Usavano addirittura collari elettrici per infliggere scosse ai cani più irrequieti, bastonandoli con apposite fruste per l'addestramento, nei casi più disperati. Un vero e proprio lager per le povere bestie rinchiuse all'interno. Accadeva nel canile "Millefiori", una struttura convenzionata con il comune di Milano, sita a Peschiera Borromeo. Non solo. Ai quasi quaranta cani ospitati nella struttura, convenzionata con il comune di Milano, venivano somministrati farmaci e mangimi scaduti da tempo, con i quali gli animali venivano alimentati. Tutto ha avuto inizio tempo fa, quando all'Enpa, l'Ente per la protezione degli animali, giunsero segnalazioni circa le condizioni in cui venivano tenuti i cani, ai limiti della sopravvivenza.

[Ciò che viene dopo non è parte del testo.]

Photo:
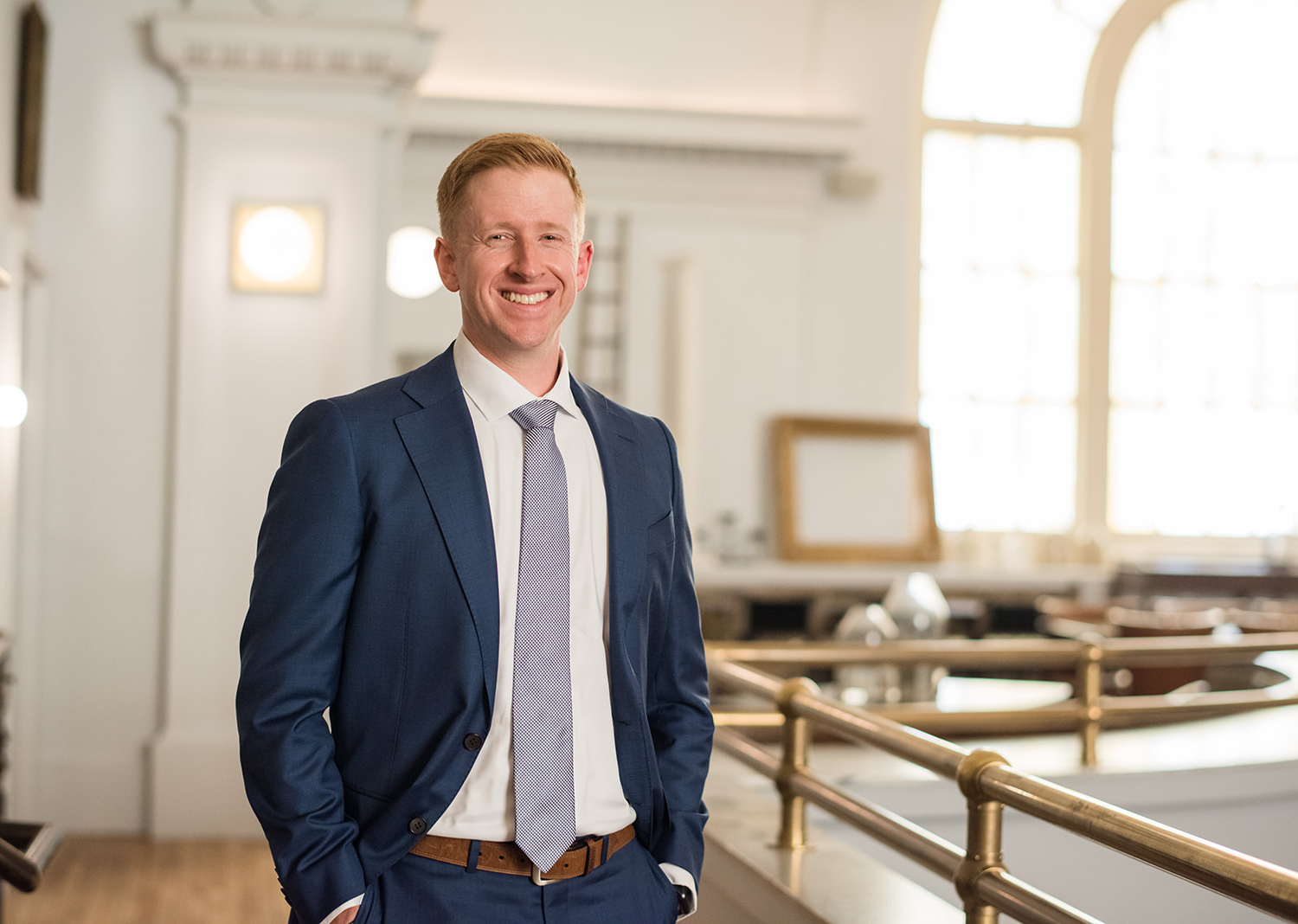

L'ente si mobilitò immediatamente, stillando un dossier dettagliato sul canile di Peschiera, consegnato alla procura della Repubblica di Milano. A questo punto è partita un'ordinanza di perquisizioni a tappeto che sono state eseguite sabato da parte dei carabinieri della locale stazione supportati da personale del nucleo antisofisticazioni del Nas di Milano. Quello che si è presentato ai militari è stato uno spettacolo stomachevole, ai limiti della sopravvivenza, anche per delle bestie. La struttura versava in condizioni di degrado, lontana dalle norme sanitarie e strutturali previste dalla legge.
All'interno di una cella frigorifera adiacente a un locale adibito ad ambulatorio veterinario sono stati anche trovati sette cani congelati, di cui tre cuccioli: sarà l'autopsia a stabilirne le cause del decesso. Non è da escludere, comunque, siano state dovute a maltrattamenti subiti o a medicinali scaduti assunti. Intanto il blitz dei carabinieri si è esteso anche all'abitazione del responsabile del canile, un cinquantasettenne residente a Mediglia, dove è stato scovato un vero e proprio arsenale. Ad essere sequestrati due fucili di cui uno per il tiro di precisione, completo di silenziatore e obiettivo nonché una pistola, risultata rubata a Napoli.
Per lui, si sono dunque spalancate le porte del carcere di Lodi, dove rimarrà in attesa del processo, la cui data non è stata ancora fissata.